Question

given ( m parallel n ), find the value of ( x ).

Explanation:

Step1: Identify angle relationship

Since \( m \parallel n \) and \( t \) is a transversal, the two angles \( (5x - 16)^\circ \) and \( (6x + 9)^\circ \) are same - side interior angles? Wait, no, actually, looking at the diagram, the angle \( (5x - 16)^\circ \) and the angle adjacent to \( (6x + 9)^\circ \) (vertically opposite or supplementary? Wait, no, when two parallel lines are cut by a transversal, same - side interior angles are supplementary, but also, the angle \( (5x - 16)^\circ \) and \( (6x + 9)^\circ \) are actually supplementary? Wait, no, let's re - examine. Wait, the angle \( (5x - 16)^\circ \) and the angle that is vertical to the angle adjacent to \( (6x + 9)^\circ \)? Wait, no, actually, the two angles \( (5x - 16)^\circ \) and \( (6x + 9)^\circ \) are same - side interior angles?
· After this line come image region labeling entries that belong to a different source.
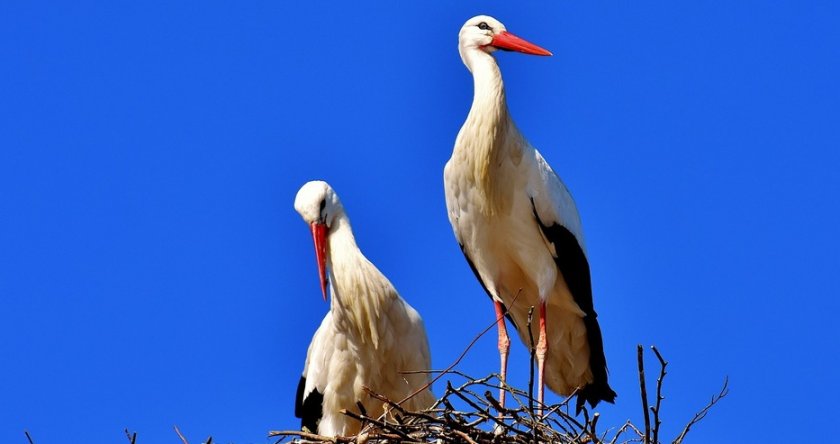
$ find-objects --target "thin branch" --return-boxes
[636,344,650,444]
[673,377,729,444]
[396,289,522,414]
[650,345,668,444]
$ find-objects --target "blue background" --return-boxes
[0,1,840,443]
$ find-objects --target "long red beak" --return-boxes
[309,222,327,301]
[490,31,552,55]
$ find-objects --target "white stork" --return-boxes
[443,16,616,412]
[295,181,434,436]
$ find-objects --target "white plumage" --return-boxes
[295,181,434,436]
[444,16,615,409]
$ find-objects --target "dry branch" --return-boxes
[268,343,728,444]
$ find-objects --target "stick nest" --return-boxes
[269,345,729,444]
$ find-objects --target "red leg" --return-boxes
[493,300,510,407]
[537,301,548,415]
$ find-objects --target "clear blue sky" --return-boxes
[0,1,840,444]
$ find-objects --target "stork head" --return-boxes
[458,15,551,61]
[295,180,344,300]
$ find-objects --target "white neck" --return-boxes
[327,212,394,348]
[453,48,524,214]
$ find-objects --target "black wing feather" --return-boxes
[531,198,616,413]
[295,376,324,433]
[458,242,517,328]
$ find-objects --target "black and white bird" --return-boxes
[295,181,434,436]
[444,16,616,412]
Wait, no, when \( m\parallel n \), and \( t \) is a transversal, the angle \( (5x - 16)^\circ \) and \( (6x + 9)^\circ \) are supplementary? Wait, no, actually, the correct relationship is that they are same - side interior angles, so they should be supplementary? Wait, no, let's think again. Wait, the angle \( (5x - 16)^\circ \) and the angle \( (6x + 9)^\circ \) are actually supplementary? Wait, no, maybe they are alternate - exterior or alternate - interior? Wait, no, looking at the diagram, the angle \( (5x - 16)^\circ \) and \( (6x + 9)^\circ \) are same - side interior angles, so their sum is \( 180^\circ \)? Wait, no, that can't be. Wait, no, actually, the angle \( (5x - 16)^\circ \) and \( (6x + 9)^\circ \) are supplementary because they are same - side interior angles. Wait, let's check: if \( m\parallel n \), then same - side interior angles are supplementary. So \( (5x - 16)+(6x + 9)=180 \).

Step2: Solve the equation

Combine like terms: \( 5x-16 + 6x + 9=180 \)
\( 11x-7 = 180 \)
Add 7 to both sides: \( 11x=180 + 7=187 \)
Divide both sides by 11: \( x=\frac{187}{11}=17 \)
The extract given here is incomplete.